Levantamento da Confederação Nacional do Comércio de Bens, Serviços e Turismo (CNC), a partir de dados do Ministério do Trabalho, mostra que o número de livrarias e papelarias em funcionamento no Brasil encolheu 29% em 10 anos. No final de 2017, eram 52.572 estabelecimentos – 21.083 a menos do que o país reunia em 2007.
Das mais de 21 mil lojas que fecharam as portas em 10 anos, metade delas encerraram as atividades de 2013 para cá. Somente em 5 anos, o número de papelarias e livrarias encolheu 22%. Veja gráfico abaixo:
73,8
Os estados com maior número de fechamento de livrarias e papelarias entre 2007 e 2017 foram São Paulo (-8.764), Rio Grande do Sul (-2.449), Minas Gerais (-2.251), Paraná (-1.659) e Rio de Janeiro (-971). Só no Amazonas o número de estabelecimentos cresceu no período: 62 lojas a mais, elevando para 561 o número de empresas do gênero no estado.
O levantamento da CNC foi feito com base nos números da Relação Anual de Informações Sociais (Rais) e considera todos os estabelecimentos comerciais cadastrados como especializados na venda de livros, jornais, revistas e papelaria.
Os números consolidados da Rais de 2018 só serão divulgados em meados do ano que vem. Mas somente a Saraiva e Fnac encerraram neste ano no país mais de 30 lojas.
Novos hábitos e modelo de gestão
Para o economista da CNC Fabio Bentes, trata-se de uma crise estrutural diretamente relacionada aos novos hábitos de consumo de livros, jornais e revistas, impulsionados pelo avanço tecnológico e do comércio eletrônico.
“Hoje, até mesmo quem vende o livro físico utiliza plataforma online. Então, além de toda a crise que atingiu a economia brasileira, o estabelecimento tradicional passa por uma crise estrutural, que aliás não é só no Brasil – vide o exemplo da Amazon engolindo setores de toda a economia nos Estados Unidos”, afirma.

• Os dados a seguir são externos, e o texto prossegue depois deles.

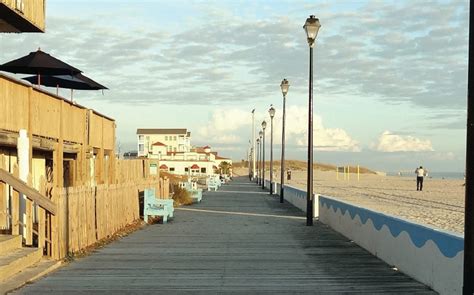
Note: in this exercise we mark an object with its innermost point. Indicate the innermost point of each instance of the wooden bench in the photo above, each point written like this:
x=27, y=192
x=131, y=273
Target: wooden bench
x=196, y=193
x=213, y=184
x=157, y=207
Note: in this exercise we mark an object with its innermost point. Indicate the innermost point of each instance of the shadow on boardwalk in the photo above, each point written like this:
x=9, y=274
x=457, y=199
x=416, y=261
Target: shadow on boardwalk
x=239, y=239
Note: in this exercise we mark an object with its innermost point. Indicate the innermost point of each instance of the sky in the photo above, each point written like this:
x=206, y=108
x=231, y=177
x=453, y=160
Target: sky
x=390, y=77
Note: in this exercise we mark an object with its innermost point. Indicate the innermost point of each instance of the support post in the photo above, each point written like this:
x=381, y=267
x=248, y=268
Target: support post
x=309, y=180
x=468, y=276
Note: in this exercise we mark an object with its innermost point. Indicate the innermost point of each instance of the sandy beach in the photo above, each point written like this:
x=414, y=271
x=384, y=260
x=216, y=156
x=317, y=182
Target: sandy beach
x=440, y=204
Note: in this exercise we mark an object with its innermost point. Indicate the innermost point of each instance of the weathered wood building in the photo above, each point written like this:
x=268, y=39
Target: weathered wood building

A presidente da Liga Brasileira de Editoras (Libre), Raquel Menezes, defende que a crise que abateu as grandes livrarias não se restringe à venda de livros. No 1º semestre, meses antes dos pedidos de recuperação das grandes livrarias, o setor livreiro mostrou uma ligeira recuperação, com um faturamento 10% maior, segundo o Sindicato Nacional dos Editores de Livros (Snel).
Para Menezes, o problema está na escolha de um modelo de gestão que apostou em uma rápida expansão e também na venda de produtos eletrônicos, que se mostrou insustentável.
“As grandes livrarias cresceram demais e prejudicaram muito as menores com este modelo de negócio. Não dá para querer ser uma megastore e vender de tudo. Vimos que esse crescimento não foi nada saudável”, diz a presidente da Libre.
Ela também acredita que a estratégia de uma “guerra de preços”, na qual grandes livrarias passaram a oferecer descontos desproporcionais em datas comemorativas como Dia das Mães e Black Friday, também prejudicou o segmento e tornou a concorrência desleal com as pequenas livrarias.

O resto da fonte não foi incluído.